What would you like to know
- Central Florida lost tens of millions of dollars in tourism taxes due to COVID-19 pandemic in 2020
- While most businesses in the area are still bouncing back, experts say vacation rentals in Osceola County are booming
- Vacation rentals are doing better so far than in 2019, before the pandemic hit, despite a drop of around 10,000 homes
As Central Florida continues to rebound, the vacation rental industry in Osceola County is flourishing. Not only is business doing well, but even better than the pre-pandemic figures for 2019.
This is happening with even fewer vacation home rentals available – in 2019, almost 50,000 homes were available, now there are only 40,000.
For the past seven years, Aowei Yin has been managing vacation rental properties. Five of the last few years have been in Kissimmee. Currently, he manages around 100 properties in the Villas at Seven Dwarfs in Kissimmee, which from Christmas week to April next year are almost fully booked.

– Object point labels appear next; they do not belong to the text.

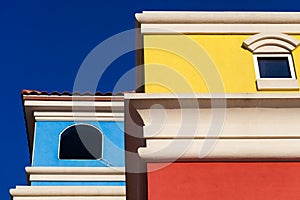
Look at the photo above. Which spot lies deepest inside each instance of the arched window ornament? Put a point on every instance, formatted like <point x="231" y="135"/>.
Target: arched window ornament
<point x="273" y="60"/>
<point x="81" y="141"/>
<point x="271" y="43"/>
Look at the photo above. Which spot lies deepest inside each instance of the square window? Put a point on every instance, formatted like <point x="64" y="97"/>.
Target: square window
<point x="274" y="66"/>
<point x="275" y="72"/>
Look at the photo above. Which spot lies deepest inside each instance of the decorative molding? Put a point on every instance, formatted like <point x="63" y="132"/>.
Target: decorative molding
<point x="271" y="43"/>
<point x="244" y="123"/>
<point x="76" y="178"/>
<point x="75" y="170"/>
<point x="62" y="192"/>
<point x="219" y="28"/>
<point x="277" y="84"/>
<point x="188" y="17"/>
<point x="166" y="150"/>
<point x="76" y="173"/>
<point x="226" y="127"/>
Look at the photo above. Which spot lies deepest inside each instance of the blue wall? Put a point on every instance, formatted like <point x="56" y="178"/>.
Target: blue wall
<point x="46" y="144"/>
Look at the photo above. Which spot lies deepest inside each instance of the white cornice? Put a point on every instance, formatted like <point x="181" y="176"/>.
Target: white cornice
<point x="59" y="192"/>
<point x="226" y="127"/>
<point x="160" y="22"/>
<point x="144" y="96"/>
<point x="186" y="17"/>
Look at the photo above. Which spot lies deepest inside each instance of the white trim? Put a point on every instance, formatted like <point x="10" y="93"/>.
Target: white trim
<point x="73" y="103"/>
<point x="243" y="123"/>
<point x="76" y="177"/>
<point x="277" y="84"/>
<point x="290" y="60"/>
<point x="77" y="114"/>
<point x="58" y="191"/>
<point x="271" y="43"/>
<point x="221" y="150"/>
<point x="228" y="96"/>
<point x="72" y="198"/>
<point x="85" y="124"/>
<point x="164" y="17"/>
<point x="75" y="170"/>
<point x="85" y="119"/>
<point x="219" y="28"/>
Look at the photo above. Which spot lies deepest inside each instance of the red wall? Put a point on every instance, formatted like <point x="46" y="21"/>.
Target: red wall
<point x="218" y="180"/>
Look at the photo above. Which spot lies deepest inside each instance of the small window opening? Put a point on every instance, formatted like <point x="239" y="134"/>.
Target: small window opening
<point x="81" y="142"/>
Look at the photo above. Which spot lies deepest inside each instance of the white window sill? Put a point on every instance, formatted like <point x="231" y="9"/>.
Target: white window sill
<point x="277" y="84"/>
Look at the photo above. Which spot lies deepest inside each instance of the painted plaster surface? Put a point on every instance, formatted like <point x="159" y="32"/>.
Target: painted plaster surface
<point x="47" y="145"/>
<point x="201" y="63"/>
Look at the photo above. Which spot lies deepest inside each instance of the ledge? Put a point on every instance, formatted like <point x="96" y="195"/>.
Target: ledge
<point x="182" y="17"/>
<point x="71" y="191"/>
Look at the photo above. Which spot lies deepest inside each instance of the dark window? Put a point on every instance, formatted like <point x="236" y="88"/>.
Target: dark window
<point x="274" y="67"/>
<point x="81" y="142"/>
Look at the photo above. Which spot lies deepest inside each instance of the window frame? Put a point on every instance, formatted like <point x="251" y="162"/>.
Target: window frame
<point x="79" y="159"/>
<point x="290" y="61"/>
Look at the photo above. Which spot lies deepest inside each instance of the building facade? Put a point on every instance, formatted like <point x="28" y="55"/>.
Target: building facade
<point x="76" y="144"/>
<point x="215" y="116"/>
<point x="219" y="114"/>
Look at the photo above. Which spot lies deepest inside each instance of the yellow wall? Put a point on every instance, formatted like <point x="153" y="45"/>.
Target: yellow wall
<point x="201" y="63"/>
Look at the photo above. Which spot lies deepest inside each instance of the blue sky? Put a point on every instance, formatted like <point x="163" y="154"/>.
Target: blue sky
<point x="42" y="46"/>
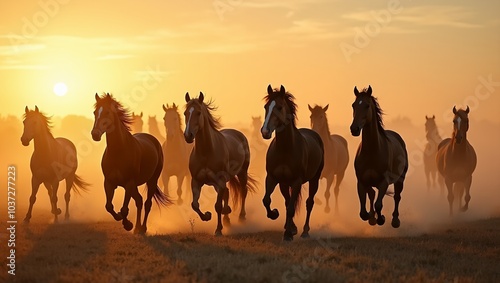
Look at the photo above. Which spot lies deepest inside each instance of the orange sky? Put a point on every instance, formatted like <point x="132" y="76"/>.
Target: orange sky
<point x="420" y="57"/>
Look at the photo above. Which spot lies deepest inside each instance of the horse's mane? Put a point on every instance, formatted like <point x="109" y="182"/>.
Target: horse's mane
<point x="123" y="114"/>
<point x="289" y="100"/>
<point x="207" y="109"/>
<point x="45" y="119"/>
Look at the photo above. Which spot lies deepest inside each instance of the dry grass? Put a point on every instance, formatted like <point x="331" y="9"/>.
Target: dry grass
<point x="103" y="252"/>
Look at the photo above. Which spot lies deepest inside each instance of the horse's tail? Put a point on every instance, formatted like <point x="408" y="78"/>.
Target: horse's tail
<point x="236" y="189"/>
<point x="80" y="185"/>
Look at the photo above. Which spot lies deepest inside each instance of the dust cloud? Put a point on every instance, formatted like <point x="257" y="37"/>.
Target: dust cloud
<point x="421" y="210"/>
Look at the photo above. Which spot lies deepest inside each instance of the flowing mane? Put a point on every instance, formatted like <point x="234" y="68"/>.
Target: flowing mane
<point x="289" y="99"/>
<point x="207" y="110"/>
<point x="107" y="100"/>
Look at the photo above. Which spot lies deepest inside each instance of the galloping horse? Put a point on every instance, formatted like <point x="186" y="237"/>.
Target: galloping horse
<point x="175" y="151"/>
<point x="53" y="160"/>
<point x="128" y="161"/>
<point x="294" y="157"/>
<point x="218" y="157"/>
<point x="456" y="159"/>
<point x="137" y="123"/>
<point x="154" y="129"/>
<point x="336" y="153"/>
<point x="430" y="151"/>
<point x="381" y="158"/>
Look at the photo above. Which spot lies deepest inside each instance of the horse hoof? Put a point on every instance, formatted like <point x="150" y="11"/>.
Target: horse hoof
<point x="226" y="210"/>
<point x="273" y="215"/>
<point x="207" y="216"/>
<point x="381" y="220"/>
<point x="395" y="223"/>
<point x="127" y="225"/>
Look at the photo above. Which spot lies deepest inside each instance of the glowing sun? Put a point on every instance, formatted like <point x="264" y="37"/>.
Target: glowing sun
<point x="60" y="89"/>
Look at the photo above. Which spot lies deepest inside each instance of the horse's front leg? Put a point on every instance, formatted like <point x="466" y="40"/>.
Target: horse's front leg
<point x="109" y="189"/>
<point x="196" y="190"/>
<point x="270" y="186"/>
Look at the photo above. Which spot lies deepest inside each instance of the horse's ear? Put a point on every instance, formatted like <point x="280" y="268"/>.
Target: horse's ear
<point x="282" y="89"/>
<point x="356" y="92"/>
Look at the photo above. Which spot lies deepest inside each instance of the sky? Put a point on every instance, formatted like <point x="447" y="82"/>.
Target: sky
<point x="420" y="57"/>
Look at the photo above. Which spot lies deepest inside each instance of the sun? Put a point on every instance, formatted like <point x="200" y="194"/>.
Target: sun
<point x="60" y="89"/>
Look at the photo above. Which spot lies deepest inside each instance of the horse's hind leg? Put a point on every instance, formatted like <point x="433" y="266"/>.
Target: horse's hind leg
<point x="35" y="185"/>
<point x="313" y="188"/>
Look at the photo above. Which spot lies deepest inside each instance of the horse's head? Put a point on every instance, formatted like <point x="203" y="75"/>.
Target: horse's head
<point x="193" y="117"/>
<point x="171" y="119"/>
<point x="362" y="110"/>
<point x="33" y="125"/>
<point x="318" y="117"/>
<point x="279" y="111"/>
<point x="105" y="114"/>
<point x="137" y="123"/>
<point x="460" y="123"/>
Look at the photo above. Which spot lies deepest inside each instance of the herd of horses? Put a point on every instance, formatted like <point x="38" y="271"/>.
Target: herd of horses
<point x="205" y="154"/>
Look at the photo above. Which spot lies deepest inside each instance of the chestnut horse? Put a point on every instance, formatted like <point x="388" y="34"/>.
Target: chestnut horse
<point x="336" y="153"/>
<point x="128" y="161"/>
<point x="53" y="160"/>
<point x="456" y="158"/>
<point x="381" y="159"/>
<point x="218" y="157"/>
<point x="294" y="157"/>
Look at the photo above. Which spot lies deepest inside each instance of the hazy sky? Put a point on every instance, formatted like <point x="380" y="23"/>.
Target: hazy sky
<point x="420" y="57"/>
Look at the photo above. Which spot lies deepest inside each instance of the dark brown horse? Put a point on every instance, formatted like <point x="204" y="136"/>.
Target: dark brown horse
<point x="430" y="151"/>
<point x="336" y="153"/>
<point x="294" y="157"/>
<point x="175" y="151"/>
<point x="456" y="159"/>
<point x="218" y="157"/>
<point x="381" y="158"/>
<point x="53" y="160"/>
<point x="128" y="161"/>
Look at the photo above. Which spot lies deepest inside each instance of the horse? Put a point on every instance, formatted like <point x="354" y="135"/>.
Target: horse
<point x="154" y="129"/>
<point x="294" y="157"/>
<point x="137" y="123"/>
<point x="175" y="151"/>
<point x="336" y="153"/>
<point x="219" y="156"/>
<point x="456" y="158"/>
<point x="433" y="140"/>
<point x="128" y="161"/>
<point x="53" y="160"/>
<point x="381" y="158"/>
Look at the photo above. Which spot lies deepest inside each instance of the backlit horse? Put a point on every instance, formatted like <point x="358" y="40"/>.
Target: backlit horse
<point x="175" y="151"/>
<point x="128" y="161"/>
<point x="430" y="151"/>
<point x="381" y="158"/>
<point x="53" y="160"/>
<point x="336" y="153"/>
<point x="456" y="158"/>
<point x="218" y="157"/>
<point x="295" y="156"/>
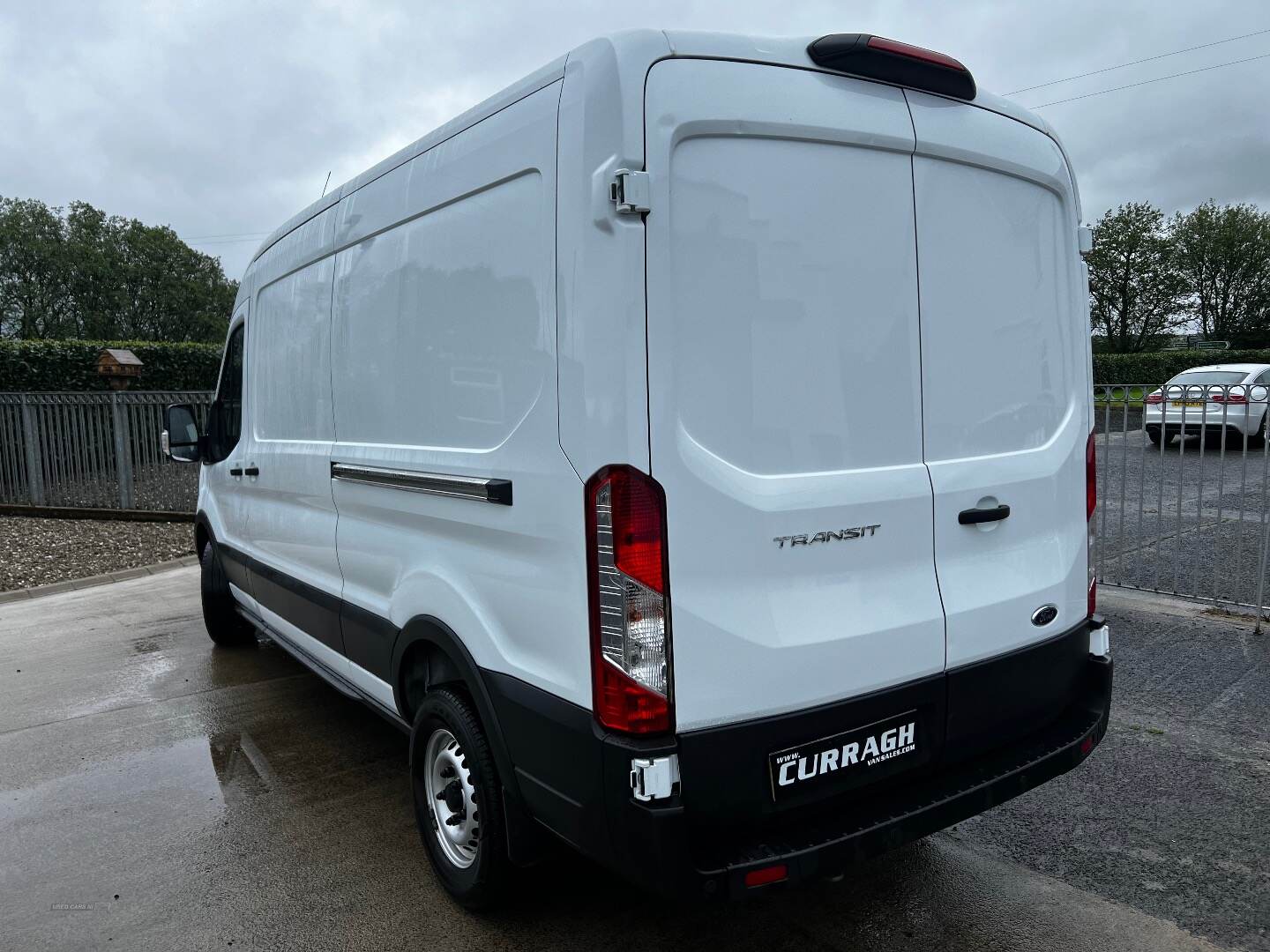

Situations like this add up to 180 compared to a year ago when revenues were hit hard.
“When people realized that I couldn’t travel anymore, the income went down,” Yin said. “They fell to $ 57 million, or about $ 80 million lost. “
Yin bases his data on AIR DNA.
“They get all the information from Airbnb and Vrbo, these major websites,” Yin explains.
Vacation homes have overtaken paid hotels since the start of the year, according to Experience Kissimmee.
Vacation homes also generate over 50% of the resort tax money month after month since the start of the year.
“We were 90-95% booked for vacation home rentals with most of those locations full,” said Casey Leppanen, Marketing Director of Experience Kissimmee. “We see the same for Christmas and New Years. , so all signs are pointing too, hate to say it, best year ever.
In 2020, Yin said people who owned a vacation home in his community lost around $ 10,000 to $ 20,000. But in 2021, everyone was a winner, he said.
“It depends on the design, how many days are available, but if you’re talking about the income, it’s about $ 30,000 to $ 50,000 for a four bedroom,” Yin said.
Thanksgiving week hotels in Osceola County, according to Experience Kissimmee, were at 83% occupancy. Vacation rental units were almost 95% full.
“Not back to normal, better than normal,” Yin said.
Over the past year, central Florida has also experienced a real estate market boom. At The Villas at Seven Dwarfs in 2019, the average unit listed sold for $ 170,000, this year their average sale price is $ 250,000.